DR KELLY TANG, well-respected Singaporean composer and music lecturer at NIE-NTU muses about the lessons he learnt from the late LEONG YOON PIN (1931-2011). Here is a case of a lifelong wealth of learning being handed down from one generation to the next. A great teacher will be an inspiration to all he encounters.
I. Learning in Search of a Lesson
After completing my music degree in 1986, I returned from Canada to train as a music teacher at the Institute of Education and was placed in Mr. Leong Yoon Pin’s music pedagogy class. As an aspiring composer, I desired to learn more from him than just the teaching of songs in classrooms. Being in absolute awe of the man, it took several months before I gathered enough courage to pop the question. “Mr. Leong,” I enquired meekly after class one day, “Could I study composition with you?”
For several uncomfortable moments, Mr. Leong studied me quietly. Before I could withdraw in embarrassment, he broke the silence. “For the next two to three years,” he proposed, “strengthen your foundations by doing a lot of harmony and counterpoint exercises. After that, then let’s talk about composing.”
I mulled deeply over those words. In the ensuing years, I delved into every book that I could find on 20th century, Baroque, Renaissance & Medieval polyphony. The writing of fugues, chorales and inventions became a rigorous daily regimen. I enrolled in advanced harmony & counterpoint courses. While performing daily chores, I unconsciously developed a mental habit of creating and solving contrapuntal problems.
Interestingly, I never got back to Mr. Leong about those composition lessons. The reason is simple: After twenty-five years, I have not stopped labouring to improve my harmony and counterpoint skills. It gradually dawned on me that the expressive power of Leong’s music stems from his thorough grasp of the “science” governing the interplay of pitches and rhythms. Such mastery could only be earned through a lifetime of discipline and practice of the basics. Thus, Mr. Leong’s brief words expanded into a lifelong lesson for me.
II. Teaching through Silence
During my teaching practice at Raffles Junior College in 1987, Mr. Leong was assigned as my supervisor. When he came to observe, I decided to showcase my lesson on “John Cage & Chance Music”. I will confess that this was prompted by a naughty curiosity to see Mr. Leong’s reaction to this content.
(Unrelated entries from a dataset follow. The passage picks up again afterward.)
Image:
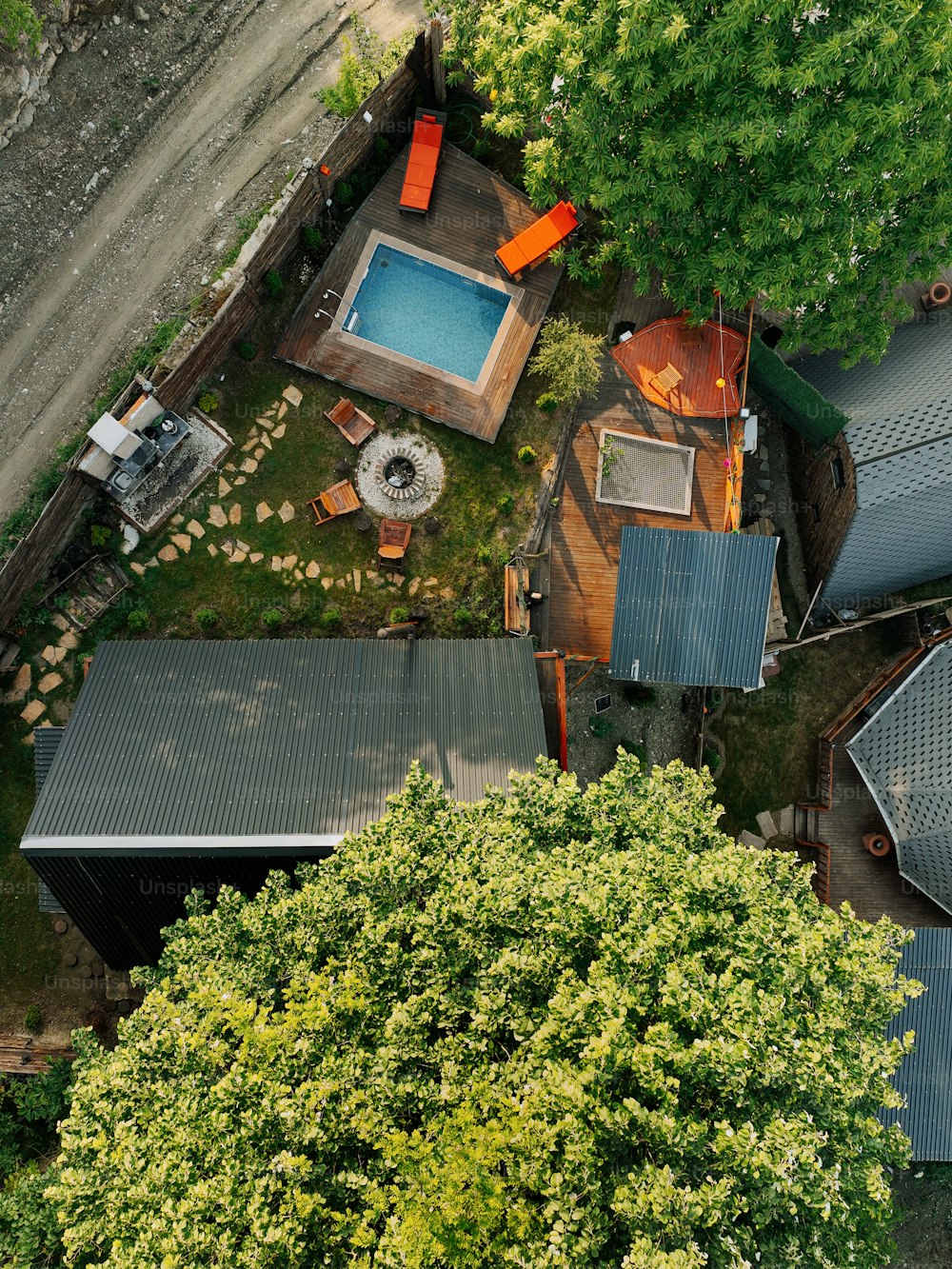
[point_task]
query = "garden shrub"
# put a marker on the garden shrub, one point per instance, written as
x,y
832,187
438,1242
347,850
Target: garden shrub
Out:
x,y
273,285
569,358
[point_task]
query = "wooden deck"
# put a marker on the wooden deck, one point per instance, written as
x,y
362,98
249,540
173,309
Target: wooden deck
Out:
x,y
872,887
472,212
586,536
697,396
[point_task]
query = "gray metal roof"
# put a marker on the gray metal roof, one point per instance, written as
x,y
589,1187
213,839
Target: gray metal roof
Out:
x,y
901,438
692,606
923,1078
904,753
278,745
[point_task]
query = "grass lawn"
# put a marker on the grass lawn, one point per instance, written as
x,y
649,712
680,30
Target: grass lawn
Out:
x,y
771,736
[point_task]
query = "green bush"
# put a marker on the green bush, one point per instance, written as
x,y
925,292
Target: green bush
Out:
x,y
795,400
366,60
569,358
312,237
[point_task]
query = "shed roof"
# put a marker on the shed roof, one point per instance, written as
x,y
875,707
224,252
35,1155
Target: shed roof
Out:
x,y
923,1075
692,608
904,753
277,746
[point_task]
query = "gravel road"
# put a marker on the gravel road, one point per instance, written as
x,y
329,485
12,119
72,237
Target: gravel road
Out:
x,y
125,193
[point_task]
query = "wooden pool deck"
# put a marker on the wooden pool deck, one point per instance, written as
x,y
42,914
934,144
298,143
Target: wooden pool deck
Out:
x,y
718,351
586,536
471,214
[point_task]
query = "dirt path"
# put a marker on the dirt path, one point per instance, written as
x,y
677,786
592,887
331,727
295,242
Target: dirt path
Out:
x,y
125,193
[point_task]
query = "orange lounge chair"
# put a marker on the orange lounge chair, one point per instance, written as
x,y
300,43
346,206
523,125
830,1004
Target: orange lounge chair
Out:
x,y
422,161
350,422
532,247
341,499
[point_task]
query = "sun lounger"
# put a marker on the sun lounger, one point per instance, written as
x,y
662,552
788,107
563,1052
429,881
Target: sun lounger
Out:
x,y
533,245
352,423
422,161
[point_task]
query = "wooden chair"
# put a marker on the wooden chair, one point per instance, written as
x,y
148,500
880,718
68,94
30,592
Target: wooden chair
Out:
x,y
666,380
517,599
341,499
394,540
350,422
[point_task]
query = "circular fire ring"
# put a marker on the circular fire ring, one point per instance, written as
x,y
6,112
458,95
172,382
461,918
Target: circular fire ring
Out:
x,y
399,476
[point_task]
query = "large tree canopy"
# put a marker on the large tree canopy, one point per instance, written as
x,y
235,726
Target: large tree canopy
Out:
x,y
559,1028
794,152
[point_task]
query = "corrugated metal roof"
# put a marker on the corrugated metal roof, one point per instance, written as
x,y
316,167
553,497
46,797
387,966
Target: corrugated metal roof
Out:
x,y
285,739
692,606
46,743
904,753
923,1077
901,438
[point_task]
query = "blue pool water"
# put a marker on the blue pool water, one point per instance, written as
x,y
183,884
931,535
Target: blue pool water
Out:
x,y
418,308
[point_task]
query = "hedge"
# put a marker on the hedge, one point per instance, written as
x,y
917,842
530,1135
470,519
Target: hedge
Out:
x,y
790,396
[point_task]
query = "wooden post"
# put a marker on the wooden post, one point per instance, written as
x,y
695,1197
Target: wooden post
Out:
x,y
438,71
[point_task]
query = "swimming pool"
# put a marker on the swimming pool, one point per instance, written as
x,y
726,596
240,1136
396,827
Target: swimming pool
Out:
x,y
426,312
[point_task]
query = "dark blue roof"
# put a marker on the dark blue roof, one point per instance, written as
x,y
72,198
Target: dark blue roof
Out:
x,y
692,606
923,1078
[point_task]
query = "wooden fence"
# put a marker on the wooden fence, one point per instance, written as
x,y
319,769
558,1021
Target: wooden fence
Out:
x,y
390,107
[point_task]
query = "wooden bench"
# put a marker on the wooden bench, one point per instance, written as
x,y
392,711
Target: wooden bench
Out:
x,y
666,380
350,422
341,499
517,599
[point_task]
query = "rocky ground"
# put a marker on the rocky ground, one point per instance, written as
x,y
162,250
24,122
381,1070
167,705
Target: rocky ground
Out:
x,y
120,199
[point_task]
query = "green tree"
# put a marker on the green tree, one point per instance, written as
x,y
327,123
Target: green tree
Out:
x,y
555,1028
799,156
569,358
18,18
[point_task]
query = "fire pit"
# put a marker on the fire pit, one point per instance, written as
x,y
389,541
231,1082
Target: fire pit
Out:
x,y
399,476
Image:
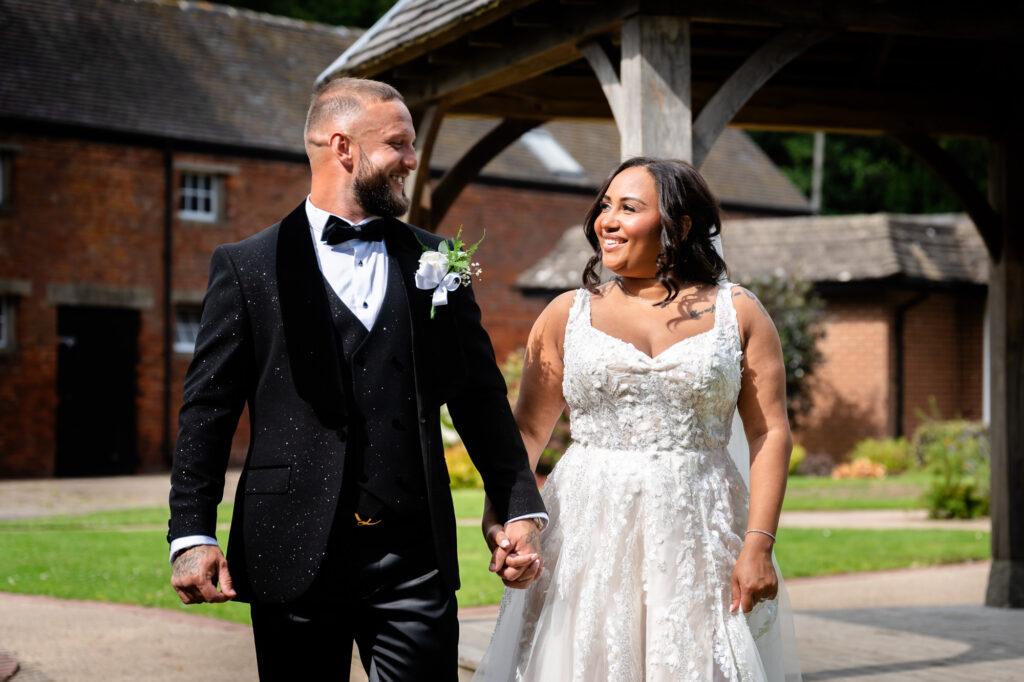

For forty-five minutes in a darkened room, students flashed multi-coloured lights wildly across the ceiling, and tuned their radios to random Chinese, Tamil & Malay stations. One student (violist Judy Tay) recited text from an Archie comic through a toilet paper roll, while another thumped forearm clusters on the piano at will. Scraps of paper were tossed into the air, and in the corridor outside. In the corridor outside, a student violinist (Dr Hoh Chung Shih) bowed a micro-tonal rendition of Massenet’s Meditation.
When the bedlam ceased, Mr. Leong took me outside and subjected me to another of his lingering inscrutable looks. I was dying to hear what he would say. Finally, the verdict was pronounced in a soft murmur, “I don’t know what to say.” After Mr. Leong quietly took his leave, it all came to me in a sudden flash of enlightenment. In a nutshell, Mr Leong's unpretentious response had captured the tru meaning of that "Silence" which John Cage had written an entire book about.
For Mr. Leong’s next observation, I taught Brahms’ Symphony No. 2.
III. The World in a Mouthful
In 1990, I composed the first piano quintet for my upcoming wedding ceremony. More than anything, I wanted Mr. Leong to approve of this work, so I stuffed it with as many diverse styles and techniques as the staves could hold. It incorporated elements of Bartok, Debussy, Stravinsky, Messiaen and Schoenberg, as well as a quote from Rachmaninov. Loaded with contrapuntal and harmonic intricacy, the music was fully insured to dazzle my composer hero.
After I delivered the score to Mr. Leong’s new Bayshore residence. He said he would study it for two weeks, so I waited in agony and anticipation.
On the appointed "Day of Reckoning", Mr. Leong met me in the RJC Music Room. My heart pounded as we sat at the piano and he whipped out the score which I had sent him. Trying hard to restain his amused smile, Mr. Leong looked at me and chuckled, “You know, you should try not to swallow up the whole world at once, in a single gulp!”
Mr. Leong Yoon Pin showed us how to be Singaporean composers; not by blindly imitating him, but by composing in a manner that would be true to ourselves. He paved the way by showing that it was indeed possible for a Singaporean to compose to the loftiest artistic standards. As a giant, he challenged each of us to be larger than what we thought we could be. Like other seminal figures, Mr. Leong’s spirit continues to live and breathe within each bar of music composed by a Singaporean.